The drive to UW after getting the call for a transplant felt long but at the same time, flew by! We made it to the hospital in record time and checked in through the Emergency Room as instructed. They took me to a room to prepare for surgery and find out if the surgery was a green light or a dry run. We didn't have to wait long to learn the donor lungs and liver would be a match and we got the thumbs up to proceed prepping for surgery. I was put into a gown, an IV was placed and they prepped my body for the operating room. Mom and I hugged and I told her I would see her again very soon as they wheeled me away. By the time I got to the OR my heart was racing, my palms were sweating and my entire body was shaking from the mixed emotions I was having. I prayed to God all the way up until I felt myself drift off to sleep from the anesthetic for Him to guide the hands of the surgeons and to keep me safe. I drifted off in prayer, thinking about how badly I wanted to survive the surgery and get home to my family.
Surgery lasted approximately 18 hours. There were two teams of people in the OR to perform this life saving surgery. There was a team there dedicated to removing my scarred and diseased lungs and replacing them with a healthy new pair into my chest. And a second team that was specifically there to swap out my diseased liver with a nice healthy one! Surgery was long and difficult but in the end a success!
The next several days went by in a hazy blur so I am afraid I can't give a ton of detail. They left me in a medically induced coma while intubated. They tried to wake me the day after surgery but I was unable to breathe without assistance from the ventilator so I was sent back to sleep to allow my body to recover more. We went through this process several times before they finally decided I was 'with it' enough to try to breathe on my own. I was incredibly excited to have the tube removed from my airway. Although I knew in my head that it was helping me breathe, I still felt like I was suffocating. This was the most horrid feeling I've ever experienced in my life. I had to relearn how to breathe. One of the nurses was very helpful in explaining to me that the lungs now inside my body were foreign objects. My body didn't want to work with the lungs and the lungs didn't seem to agree with my body either. It was truly the most effort I have ever put into anything in my entire life. It boiled down to mind over matter and commanding the lungs to breathe. It took several hours before they felt comfortable with removing the ventilator. Every breath I took was a fight. And fight I did! Today I was officially breathing on my own! I was moved to SICU (Surgery Intensive Care Unit) and mom and I were settled and ready for the fight to recover.

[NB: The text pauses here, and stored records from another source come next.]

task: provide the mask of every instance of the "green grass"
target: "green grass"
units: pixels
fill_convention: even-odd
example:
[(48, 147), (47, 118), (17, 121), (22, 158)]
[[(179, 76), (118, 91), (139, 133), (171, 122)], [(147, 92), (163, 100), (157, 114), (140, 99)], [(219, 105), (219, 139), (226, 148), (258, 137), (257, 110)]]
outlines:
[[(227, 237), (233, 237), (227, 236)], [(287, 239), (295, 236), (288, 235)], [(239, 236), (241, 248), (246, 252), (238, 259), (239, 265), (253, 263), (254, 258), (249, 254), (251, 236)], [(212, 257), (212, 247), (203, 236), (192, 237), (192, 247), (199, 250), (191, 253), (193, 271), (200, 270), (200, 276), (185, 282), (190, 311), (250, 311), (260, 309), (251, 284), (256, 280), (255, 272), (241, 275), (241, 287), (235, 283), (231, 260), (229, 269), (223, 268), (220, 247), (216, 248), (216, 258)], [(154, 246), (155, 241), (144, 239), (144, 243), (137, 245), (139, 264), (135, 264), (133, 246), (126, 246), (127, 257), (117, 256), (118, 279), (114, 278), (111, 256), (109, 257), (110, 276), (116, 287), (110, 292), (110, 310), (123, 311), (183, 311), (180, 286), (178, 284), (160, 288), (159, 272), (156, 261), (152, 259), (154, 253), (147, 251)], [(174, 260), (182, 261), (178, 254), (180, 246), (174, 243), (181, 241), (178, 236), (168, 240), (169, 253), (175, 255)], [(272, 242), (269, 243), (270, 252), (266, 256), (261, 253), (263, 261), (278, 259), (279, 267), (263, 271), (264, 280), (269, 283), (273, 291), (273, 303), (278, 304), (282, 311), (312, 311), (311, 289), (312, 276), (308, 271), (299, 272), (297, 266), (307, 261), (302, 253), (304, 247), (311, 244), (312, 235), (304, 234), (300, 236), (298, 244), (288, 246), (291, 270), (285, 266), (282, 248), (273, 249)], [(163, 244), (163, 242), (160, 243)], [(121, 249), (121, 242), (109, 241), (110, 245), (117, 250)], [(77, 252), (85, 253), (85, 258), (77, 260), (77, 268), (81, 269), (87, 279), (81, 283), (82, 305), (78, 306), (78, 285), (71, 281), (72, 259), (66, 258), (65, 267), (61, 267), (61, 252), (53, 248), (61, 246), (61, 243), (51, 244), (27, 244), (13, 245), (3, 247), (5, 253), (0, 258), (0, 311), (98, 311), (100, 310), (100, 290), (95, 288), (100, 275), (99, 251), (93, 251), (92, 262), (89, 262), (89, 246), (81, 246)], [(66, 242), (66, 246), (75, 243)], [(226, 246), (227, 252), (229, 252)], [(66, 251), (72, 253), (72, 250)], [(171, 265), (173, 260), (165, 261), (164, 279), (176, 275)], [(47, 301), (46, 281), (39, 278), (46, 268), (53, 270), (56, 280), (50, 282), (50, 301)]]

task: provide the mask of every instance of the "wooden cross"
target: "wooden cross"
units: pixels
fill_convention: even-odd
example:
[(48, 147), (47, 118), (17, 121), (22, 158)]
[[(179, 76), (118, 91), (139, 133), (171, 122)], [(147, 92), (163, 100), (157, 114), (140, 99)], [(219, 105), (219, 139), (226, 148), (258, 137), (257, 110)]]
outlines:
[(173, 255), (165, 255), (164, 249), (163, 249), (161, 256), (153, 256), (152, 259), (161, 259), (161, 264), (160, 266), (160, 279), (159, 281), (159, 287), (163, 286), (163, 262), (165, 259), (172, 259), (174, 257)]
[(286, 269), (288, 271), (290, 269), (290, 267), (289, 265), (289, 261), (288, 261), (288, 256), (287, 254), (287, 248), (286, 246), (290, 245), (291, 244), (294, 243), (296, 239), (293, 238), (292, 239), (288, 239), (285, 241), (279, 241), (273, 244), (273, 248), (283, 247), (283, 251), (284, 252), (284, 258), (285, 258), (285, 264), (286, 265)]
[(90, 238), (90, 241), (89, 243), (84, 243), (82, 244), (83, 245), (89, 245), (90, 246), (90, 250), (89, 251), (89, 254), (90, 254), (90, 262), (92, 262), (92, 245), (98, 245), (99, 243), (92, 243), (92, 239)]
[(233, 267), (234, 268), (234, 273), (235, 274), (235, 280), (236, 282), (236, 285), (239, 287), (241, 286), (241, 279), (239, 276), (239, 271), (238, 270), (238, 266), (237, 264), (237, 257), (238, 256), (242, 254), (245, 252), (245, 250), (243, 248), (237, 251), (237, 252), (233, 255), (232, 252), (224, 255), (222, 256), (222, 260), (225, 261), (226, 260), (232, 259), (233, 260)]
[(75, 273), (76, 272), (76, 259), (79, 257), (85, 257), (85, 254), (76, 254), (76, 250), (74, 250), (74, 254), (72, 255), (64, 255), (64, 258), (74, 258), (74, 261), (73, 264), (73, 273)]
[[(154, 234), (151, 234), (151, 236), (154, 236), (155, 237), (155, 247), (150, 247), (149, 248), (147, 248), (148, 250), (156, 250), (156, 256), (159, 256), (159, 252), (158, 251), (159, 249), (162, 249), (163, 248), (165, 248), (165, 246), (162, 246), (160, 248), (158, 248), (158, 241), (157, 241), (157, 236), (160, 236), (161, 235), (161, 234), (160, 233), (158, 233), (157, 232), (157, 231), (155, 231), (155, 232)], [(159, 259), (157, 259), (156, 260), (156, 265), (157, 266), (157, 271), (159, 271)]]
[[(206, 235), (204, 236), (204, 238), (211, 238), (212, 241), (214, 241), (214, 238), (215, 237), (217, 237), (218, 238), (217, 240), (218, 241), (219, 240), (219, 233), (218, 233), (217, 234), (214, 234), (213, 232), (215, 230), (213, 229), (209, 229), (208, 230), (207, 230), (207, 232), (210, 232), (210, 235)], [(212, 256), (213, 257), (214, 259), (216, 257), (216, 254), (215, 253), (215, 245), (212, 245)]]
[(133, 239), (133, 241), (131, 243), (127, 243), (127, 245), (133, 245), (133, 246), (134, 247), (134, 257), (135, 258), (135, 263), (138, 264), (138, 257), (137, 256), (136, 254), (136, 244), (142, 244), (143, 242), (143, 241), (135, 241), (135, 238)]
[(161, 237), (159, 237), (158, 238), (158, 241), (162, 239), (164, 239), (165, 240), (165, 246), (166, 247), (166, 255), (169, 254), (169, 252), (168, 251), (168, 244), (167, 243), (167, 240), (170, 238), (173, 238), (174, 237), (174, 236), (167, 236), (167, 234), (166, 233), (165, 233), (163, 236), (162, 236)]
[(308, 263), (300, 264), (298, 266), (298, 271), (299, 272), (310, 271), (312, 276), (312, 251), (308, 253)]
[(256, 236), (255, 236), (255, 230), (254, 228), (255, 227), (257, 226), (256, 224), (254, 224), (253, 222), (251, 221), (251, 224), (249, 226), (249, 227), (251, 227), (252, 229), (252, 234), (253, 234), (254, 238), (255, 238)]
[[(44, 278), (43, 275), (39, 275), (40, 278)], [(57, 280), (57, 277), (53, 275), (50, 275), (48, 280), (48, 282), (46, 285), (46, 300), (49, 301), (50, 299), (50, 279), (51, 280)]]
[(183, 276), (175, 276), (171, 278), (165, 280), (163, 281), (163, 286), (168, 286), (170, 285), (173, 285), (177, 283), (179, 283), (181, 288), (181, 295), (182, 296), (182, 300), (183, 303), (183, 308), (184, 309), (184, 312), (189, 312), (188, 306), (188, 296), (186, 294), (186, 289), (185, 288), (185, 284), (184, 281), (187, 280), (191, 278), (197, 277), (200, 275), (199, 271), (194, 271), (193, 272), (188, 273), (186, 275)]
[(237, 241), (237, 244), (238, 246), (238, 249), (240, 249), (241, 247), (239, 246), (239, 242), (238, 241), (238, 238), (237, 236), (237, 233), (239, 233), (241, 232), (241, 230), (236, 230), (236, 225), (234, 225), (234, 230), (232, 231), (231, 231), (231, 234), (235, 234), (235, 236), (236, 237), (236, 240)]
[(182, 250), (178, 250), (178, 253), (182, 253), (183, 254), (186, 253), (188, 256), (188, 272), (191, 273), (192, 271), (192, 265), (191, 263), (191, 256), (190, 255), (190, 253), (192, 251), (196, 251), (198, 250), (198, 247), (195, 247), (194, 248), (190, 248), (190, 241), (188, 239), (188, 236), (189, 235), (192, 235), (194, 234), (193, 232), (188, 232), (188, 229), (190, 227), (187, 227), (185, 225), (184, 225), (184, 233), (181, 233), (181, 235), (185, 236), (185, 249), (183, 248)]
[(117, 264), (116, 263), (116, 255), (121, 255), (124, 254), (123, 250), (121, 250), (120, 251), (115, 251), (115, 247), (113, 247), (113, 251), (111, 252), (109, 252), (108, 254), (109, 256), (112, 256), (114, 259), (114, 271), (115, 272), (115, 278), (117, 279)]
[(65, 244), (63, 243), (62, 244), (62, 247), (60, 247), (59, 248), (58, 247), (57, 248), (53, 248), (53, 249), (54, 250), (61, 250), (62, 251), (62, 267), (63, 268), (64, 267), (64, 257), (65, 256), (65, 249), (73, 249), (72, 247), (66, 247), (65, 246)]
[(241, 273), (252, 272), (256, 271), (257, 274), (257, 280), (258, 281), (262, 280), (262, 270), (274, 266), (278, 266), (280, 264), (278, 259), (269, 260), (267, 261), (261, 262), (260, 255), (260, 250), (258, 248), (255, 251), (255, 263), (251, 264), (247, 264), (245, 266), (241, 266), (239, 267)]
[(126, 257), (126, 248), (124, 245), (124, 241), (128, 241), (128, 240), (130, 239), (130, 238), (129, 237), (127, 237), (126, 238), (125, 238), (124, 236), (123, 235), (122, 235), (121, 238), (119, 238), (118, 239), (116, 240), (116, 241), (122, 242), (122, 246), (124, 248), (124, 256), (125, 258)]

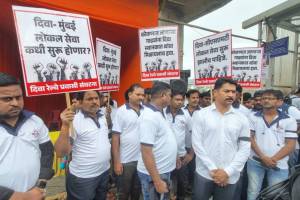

I have been blessed with such an amazing team to take care of me! The surgeons performed a miracle in the operating room. And the nurses have all been phenomenal! I know I won't see most of these people again in my life but the bonds I felt with them is something I will always cherish and played a huge role in my recovery!
I am currently attached to all kinds of crazy equipment. I have 4 drainage tubes still inside my body. Two to drain the area around my lungs and two were placed to drain fluid gathering around my liver. Miraculously, I only had to remain on supplemental oxygen for a day or two before they found I was breathing at 98, 99 even 100% on room air. The donor lungs are working beautifully and for the first time in a very long time, I was breathing all on my own, no supplemental oxygen. Praise GOD!